I am not aware of any banks that will charge you like that and wouldn't be
surprised if it were forbidden by the central bank. Some of them will even
charge you nothing even if the account sits in the negative for a set number
of days (10 usually). The others will just charge as if it were a loan, by the
month's end.

Now, here is the interesting part. You can expect to pay, currently, over 10%
per month on any outstanding loans. In the case of a negative balance, charges
upwards of 30% are common. So it's not like they aren't robbing people either.
They are just doing it in a less visible way.

------
raz32dust
Wow, this is truly ridiculous. I recently moved to the US (yet to set up a
bank account here) and did not know about this. Back in India, if you don't
have funds, your transaction is declined. Plain and simple. And no fee for
that, either. This is pure unleashed greed. Now I know why bankers are so
hated out here. Banks have way too much power, way more than the benefit they
provide. This whole system needs to change. Horrible!

And I am sure we are going to find this kind of shit in India soon, because
from what I see, we are blindly copying the American way over there. The good,
the bad, everything.

------
joshuak
A. Use small claims court. I have. It is very successful. The more who do it
the harder this abuse will become.

B. It is the banks responsibility to maintain an accurate accounting of funds
deposited with them.

A customer has no mechanism to instantaneously check their balance, and 'hold'
funds for a transaction, or if unavailable avoid the transaction.

The bank does. It is the debit card system.
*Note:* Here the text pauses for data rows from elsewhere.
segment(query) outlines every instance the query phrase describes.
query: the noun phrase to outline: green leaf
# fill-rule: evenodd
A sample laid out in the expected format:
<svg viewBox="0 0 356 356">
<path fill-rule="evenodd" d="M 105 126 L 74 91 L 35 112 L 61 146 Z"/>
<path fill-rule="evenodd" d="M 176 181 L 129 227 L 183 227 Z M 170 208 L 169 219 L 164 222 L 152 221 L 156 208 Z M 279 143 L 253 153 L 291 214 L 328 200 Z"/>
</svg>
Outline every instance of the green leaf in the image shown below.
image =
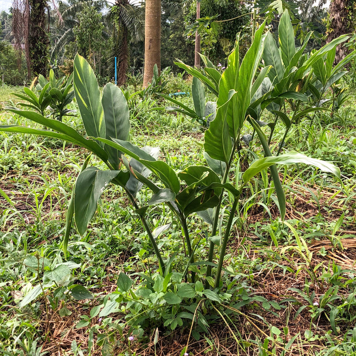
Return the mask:
<svg viewBox="0 0 356 356">
<path fill-rule="evenodd" d="M 263 149 L 265 156 L 271 157 L 272 154 L 270 150 L 270 147 L 267 142 L 264 134 L 261 130 L 259 125 L 253 119 L 248 119 L 249 122 L 251 124 L 253 128 L 256 131 L 256 133 L 258 136 L 261 144 Z M 278 199 L 278 208 L 281 213 L 282 220 L 284 219 L 285 216 L 286 205 L 285 205 L 285 196 L 284 195 L 284 191 L 282 187 L 282 183 L 279 179 L 278 171 L 277 170 L 276 165 L 271 166 L 271 172 L 273 179 L 273 183 L 275 185 L 275 189 L 276 190 L 276 194 L 277 194 L 277 199 Z"/>
<path fill-rule="evenodd" d="M 177 294 L 174 294 L 172 292 L 166 293 L 166 294 L 163 295 L 163 299 L 164 299 L 164 300 L 166 301 L 168 304 L 171 305 L 173 304 L 179 304 L 182 302 L 182 299 L 177 295 Z"/>
<path fill-rule="evenodd" d="M 128 292 L 132 286 L 132 280 L 125 273 L 121 272 L 117 278 L 117 287 L 124 292 Z"/>
<path fill-rule="evenodd" d="M 305 103 L 308 102 L 308 97 L 299 92 L 285 92 L 280 94 L 278 97 L 284 99 L 291 99 L 293 100 L 301 100 Z"/>
<path fill-rule="evenodd" d="M 90 167 L 78 176 L 74 193 L 74 216 L 81 235 L 86 230 L 104 189 L 118 174 L 117 170 L 100 170 Z"/>
<path fill-rule="evenodd" d="M 210 122 L 216 117 L 216 102 L 208 101 L 205 106 L 205 118 L 206 120 L 206 126 L 209 127 Z"/>
<path fill-rule="evenodd" d="M 158 158 L 159 155 L 159 147 L 150 147 L 149 146 L 145 146 L 142 147 L 142 150 L 152 156 L 154 158 L 157 159 Z M 125 160 L 123 160 L 125 164 Z M 151 171 L 149 168 L 146 168 L 142 163 L 140 163 L 138 161 L 132 158 L 130 161 L 130 166 L 128 167 L 128 169 L 134 170 L 136 172 L 141 174 L 143 177 L 147 178 L 151 173 Z M 137 174 L 137 173 L 136 173 Z M 132 173 L 130 172 L 130 178 L 126 183 L 126 189 L 131 193 L 134 197 L 136 196 L 138 191 L 142 188 L 143 183 L 139 181 Z"/>
<path fill-rule="evenodd" d="M 325 63 L 324 63 L 323 59 L 320 58 L 318 61 L 317 61 L 313 64 L 312 67 L 316 78 L 320 80 L 322 85 L 324 86 L 327 83 L 327 76 L 328 74 L 327 73 L 327 70 L 325 67 Z"/>
<path fill-rule="evenodd" d="M 221 303 L 220 297 L 217 293 L 210 289 L 204 289 L 203 294 L 210 301 Z"/>
<path fill-rule="evenodd" d="M 42 288 L 40 285 L 34 287 L 32 289 L 28 292 L 23 299 L 20 302 L 19 307 L 23 308 L 25 306 L 29 304 L 32 301 L 35 300 L 42 292 Z"/>
<path fill-rule="evenodd" d="M 187 283 L 181 283 L 178 288 L 177 295 L 182 298 L 194 298 L 195 296 L 194 288 Z"/>
<path fill-rule="evenodd" d="M 206 152 L 204 153 L 204 157 L 206 160 L 207 165 L 215 173 L 224 175 L 226 170 L 226 164 L 224 162 L 212 158 Z"/>
<path fill-rule="evenodd" d="M 197 214 L 207 224 L 213 225 L 215 216 L 215 211 L 214 209 L 209 208 L 203 211 L 197 212 Z"/>
<path fill-rule="evenodd" d="M 52 281 L 58 285 L 65 285 L 69 281 L 71 271 L 69 268 L 61 264 L 52 271 Z"/>
<path fill-rule="evenodd" d="M 84 163 L 83 163 L 83 165 L 80 168 L 80 171 L 79 172 L 78 176 L 86 168 L 88 163 L 90 160 L 91 156 L 91 155 L 90 155 L 85 159 Z M 74 215 L 74 194 L 75 192 L 75 185 L 77 179 L 78 177 L 77 177 L 77 179 L 76 180 L 75 183 L 73 187 L 72 194 L 71 195 L 71 199 L 69 201 L 68 207 L 67 210 L 67 213 L 66 214 L 66 229 L 65 230 L 63 241 L 62 242 L 63 251 L 65 253 L 65 256 L 67 256 L 67 248 L 68 246 L 69 235 L 70 234 L 71 228 L 72 227 L 72 223 L 73 222 L 73 217 Z"/>
<path fill-rule="evenodd" d="M 70 289 L 72 292 L 72 296 L 76 301 L 93 299 L 94 298 L 94 296 L 82 285 L 77 284 L 73 287 L 72 286 L 71 286 Z"/>
<path fill-rule="evenodd" d="M 174 64 L 178 66 L 178 67 L 179 67 L 180 68 L 184 69 L 186 72 L 187 72 L 187 73 L 191 74 L 194 77 L 196 77 L 198 79 L 201 80 L 201 81 L 204 83 L 209 88 L 209 90 L 210 90 L 214 94 L 216 95 L 217 97 L 218 95 L 219 95 L 219 92 L 216 90 L 214 82 L 204 75 L 204 74 L 203 74 L 199 70 L 190 67 L 190 66 L 187 66 L 186 64 L 183 63 L 183 62 L 182 62 L 181 61 L 174 62 Z"/>
<path fill-rule="evenodd" d="M 98 157 L 101 158 L 104 162 L 107 160 L 107 154 L 99 146 L 99 144 L 92 140 L 88 140 L 83 137 L 77 132 L 75 130 L 71 127 L 69 125 L 64 123 L 61 122 L 58 120 L 54 120 L 51 118 L 48 118 L 42 116 L 38 112 L 34 111 L 26 111 L 24 110 L 19 110 L 17 108 L 7 107 L 5 108 L 12 112 L 14 112 L 20 116 L 26 117 L 32 121 L 33 121 L 40 125 L 46 126 L 47 127 L 52 129 L 53 130 L 58 131 L 65 135 L 65 136 L 58 136 L 58 137 L 63 137 L 62 139 L 69 142 L 71 142 L 87 149 L 89 151 L 95 154 Z M 2 126 L 4 128 L 10 127 L 10 126 Z M 11 127 L 21 128 L 21 126 L 12 126 Z M 34 133 L 37 135 L 43 134 L 43 136 L 48 137 L 56 137 L 55 135 L 58 135 L 56 133 L 50 133 L 48 130 L 38 130 L 36 129 L 31 129 L 29 128 L 25 128 L 28 129 L 28 133 Z M 17 132 L 25 132 L 23 129 L 21 129 L 23 131 L 15 131 Z M 32 130 L 30 132 L 31 130 Z M 3 130 L 2 131 L 6 131 Z M 14 132 L 14 131 L 13 131 Z M 41 134 L 41 133 L 43 133 Z M 65 138 L 64 138 L 65 137 Z"/>
<path fill-rule="evenodd" d="M 156 227 L 152 231 L 152 234 L 155 239 L 157 239 L 162 232 L 168 230 L 172 225 L 172 223 L 163 225 L 161 226 Z"/>
<path fill-rule="evenodd" d="M 272 110 L 271 112 L 279 116 L 287 128 L 290 127 L 290 120 L 286 113 L 283 111 L 279 111 L 277 110 Z"/>
<path fill-rule="evenodd" d="M 262 58 L 265 66 L 272 66 L 269 73 L 269 77 L 273 82 L 275 80 L 278 82 L 283 77 L 284 69 L 277 44 L 271 32 L 268 32 L 264 39 L 264 45 Z"/>
<path fill-rule="evenodd" d="M 276 163 L 280 164 L 305 163 L 317 167 L 324 172 L 332 173 L 334 175 L 340 178 L 340 169 L 332 163 L 315 158 L 311 158 L 298 152 L 292 152 L 277 157 L 264 157 L 254 161 L 242 176 L 244 182 L 246 183 L 261 170 Z"/>
<path fill-rule="evenodd" d="M 77 54 L 73 65 L 75 98 L 88 136 L 105 137 L 104 110 L 94 72 L 83 57 Z"/>
<path fill-rule="evenodd" d="M 126 99 L 121 89 L 112 83 L 108 83 L 103 91 L 101 102 L 104 108 L 105 138 L 126 140 L 130 136 L 130 114 Z M 104 146 L 109 156 L 109 162 L 114 169 L 118 169 L 120 153 L 107 145 Z"/>
<path fill-rule="evenodd" d="M 202 118 L 205 115 L 205 91 L 201 82 L 196 77 L 193 77 L 192 95 L 195 112 Z"/>
<path fill-rule="evenodd" d="M 139 149 L 128 141 L 123 141 L 115 138 L 113 139 L 113 141 L 100 138 L 98 138 L 98 139 L 117 149 L 138 161 L 150 169 L 167 188 L 176 194 L 179 191 L 180 185 L 178 177 L 173 169 L 165 162 L 163 161 L 156 161 L 144 151 Z"/>
<path fill-rule="evenodd" d="M 287 9 L 284 10 L 279 21 L 278 35 L 282 59 L 287 67 L 295 53 L 294 30 Z"/>
</svg>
They, not you, are responsible for using the systems they have to avoid
accounting errors.

No one should be made to feel guilty because they are poor, or for failing to
keep a ledger that only a bank has the ability to keep.

------
greggyb
>According to an ICBA survey of 200 bankers nationwide, overdraft fees
constitute their most profitable _non-depository and non-lending product._

Emphasis mine. This is an inflammatory title, not matching the article's or
any statements I see made therein.

This statement is buried in there, but if we want the title to at least be
accurate, it should be along the lines of "The third most profitable source of
income for banks? Overdraft fees - behind their two core services, depository
and lending services."

------
switch007
Pre crisis overdrafts used to be cheap. There was just a monthly interest
amount (fairly low - IIRC mine was about 12%).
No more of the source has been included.